CIA Refuses to Declassify Info on Project Bojinka

>>> On 04 June 2002, I sent the National Security Agency a Freedom of Information Act request asking for files on Project Bojinka. (Bojinka was the plot by radical Islamists—led by WTC-bomber Ramzi Yousef—to 1) blow up a dozen US passenger jets in mid-flight, 2) assassinate President Clinton and the Pope, and 3) ram hijacked passenger planes into US landmarks, including the Twin Towers, the Pentagon, the White House, CIA Headquarters, and the Sears Tower.) The plot was discovered in 1995 when authorities in the Philippines raided Yousef's apartment.

The NSA said that it would cost me thousands of dollars for them to search for Bojinka documents, then screen them for possible release.
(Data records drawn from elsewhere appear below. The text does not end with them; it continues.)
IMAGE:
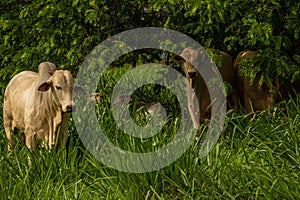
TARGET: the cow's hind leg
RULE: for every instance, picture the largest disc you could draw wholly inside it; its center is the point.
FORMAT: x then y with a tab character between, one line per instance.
8	131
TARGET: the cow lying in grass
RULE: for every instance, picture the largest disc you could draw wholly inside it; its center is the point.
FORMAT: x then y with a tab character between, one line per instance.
39	104
256	96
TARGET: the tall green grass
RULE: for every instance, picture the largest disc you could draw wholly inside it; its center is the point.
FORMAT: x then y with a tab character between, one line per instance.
257	158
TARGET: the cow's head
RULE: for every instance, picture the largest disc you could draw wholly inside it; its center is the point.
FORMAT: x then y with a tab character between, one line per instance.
189	56
61	84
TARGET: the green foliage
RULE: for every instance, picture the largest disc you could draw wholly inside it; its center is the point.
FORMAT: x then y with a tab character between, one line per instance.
65	32
258	157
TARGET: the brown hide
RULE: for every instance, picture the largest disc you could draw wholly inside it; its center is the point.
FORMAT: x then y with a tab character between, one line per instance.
38	106
254	97
197	83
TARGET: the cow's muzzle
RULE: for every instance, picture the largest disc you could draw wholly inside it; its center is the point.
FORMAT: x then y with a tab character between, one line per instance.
70	108
192	74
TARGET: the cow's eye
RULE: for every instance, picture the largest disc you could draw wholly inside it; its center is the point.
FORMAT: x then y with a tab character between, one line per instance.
58	87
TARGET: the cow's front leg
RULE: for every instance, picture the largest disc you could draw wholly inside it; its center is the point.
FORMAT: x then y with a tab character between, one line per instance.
30	139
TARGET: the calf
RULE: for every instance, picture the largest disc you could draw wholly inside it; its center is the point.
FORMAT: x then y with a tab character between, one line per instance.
37	104
225	66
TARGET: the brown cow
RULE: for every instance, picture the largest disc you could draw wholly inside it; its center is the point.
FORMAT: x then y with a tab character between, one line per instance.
37	104
256	96
226	69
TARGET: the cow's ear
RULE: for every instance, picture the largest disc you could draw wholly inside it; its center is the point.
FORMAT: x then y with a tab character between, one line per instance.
79	90
45	86
178	58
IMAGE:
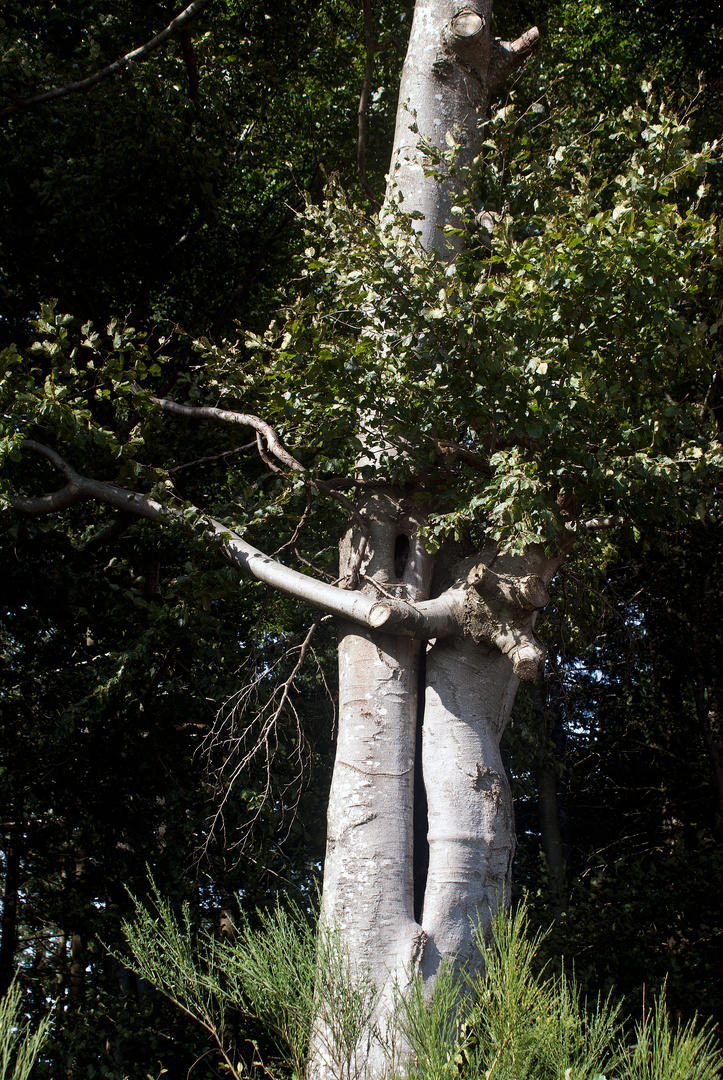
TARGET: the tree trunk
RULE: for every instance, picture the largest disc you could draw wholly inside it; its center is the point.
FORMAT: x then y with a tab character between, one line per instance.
465	841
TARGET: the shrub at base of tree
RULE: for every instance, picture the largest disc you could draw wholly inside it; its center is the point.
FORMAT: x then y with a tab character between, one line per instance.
291	981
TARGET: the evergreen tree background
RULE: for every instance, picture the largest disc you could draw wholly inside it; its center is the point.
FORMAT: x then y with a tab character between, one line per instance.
168	199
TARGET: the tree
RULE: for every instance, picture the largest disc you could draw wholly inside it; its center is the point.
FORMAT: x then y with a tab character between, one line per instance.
479	410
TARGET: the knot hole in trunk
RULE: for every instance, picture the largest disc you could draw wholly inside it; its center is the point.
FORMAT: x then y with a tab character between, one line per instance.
401	554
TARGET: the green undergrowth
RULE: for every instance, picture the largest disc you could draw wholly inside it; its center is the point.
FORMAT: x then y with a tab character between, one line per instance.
19	1044
256	995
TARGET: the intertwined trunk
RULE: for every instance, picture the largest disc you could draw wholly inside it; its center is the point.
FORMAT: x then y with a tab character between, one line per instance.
457	684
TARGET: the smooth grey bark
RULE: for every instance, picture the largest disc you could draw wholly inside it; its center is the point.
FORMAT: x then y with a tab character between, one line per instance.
471	671
471	612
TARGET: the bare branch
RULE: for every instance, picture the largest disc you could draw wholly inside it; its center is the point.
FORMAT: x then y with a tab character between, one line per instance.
370	45
429	619
256	737
246	419
273	443
178	24
596	524
505	56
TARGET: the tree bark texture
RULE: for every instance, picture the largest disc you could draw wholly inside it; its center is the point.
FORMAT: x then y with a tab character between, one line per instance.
478	644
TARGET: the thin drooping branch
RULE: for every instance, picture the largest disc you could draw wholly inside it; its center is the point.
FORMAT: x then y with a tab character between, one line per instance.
228	416
266	432
174	28
248	731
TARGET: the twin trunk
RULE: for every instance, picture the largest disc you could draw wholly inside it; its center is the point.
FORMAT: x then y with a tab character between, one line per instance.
447	700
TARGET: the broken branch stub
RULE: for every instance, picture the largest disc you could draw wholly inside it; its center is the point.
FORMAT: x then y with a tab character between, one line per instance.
527	594
500	611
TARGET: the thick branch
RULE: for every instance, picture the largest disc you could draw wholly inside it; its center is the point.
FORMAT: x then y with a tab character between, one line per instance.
431	619
178	24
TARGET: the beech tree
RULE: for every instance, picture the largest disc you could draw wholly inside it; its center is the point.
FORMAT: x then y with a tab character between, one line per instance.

Even if they decided that not a single document was releasable, I'd still have to pay the outlandish fees.

Some of the Bojinka documents that the NSA has in its possession were created or translated by the Central Intelligence Agency, so the NSA asked the CIA to review them for release. Eighteen of the documents are non-English language news articles that had been translated by the CIA's Foreign Broadcast Information Service. These are unclassified and reveal nothing new, which is why they were released. (Perhaps I'll post them at a future date.) The two crucial documents--the ones created by the CIA--have been withheld in full under the rubric of national security, foreign policy, and other such constantly-invoked excuses.

Like the NSA and the Defense Intelligence Agency, the CIA doesn't want us to know one single, solitary thing about this forerunner of 9/11. Stop asking questions, citizen.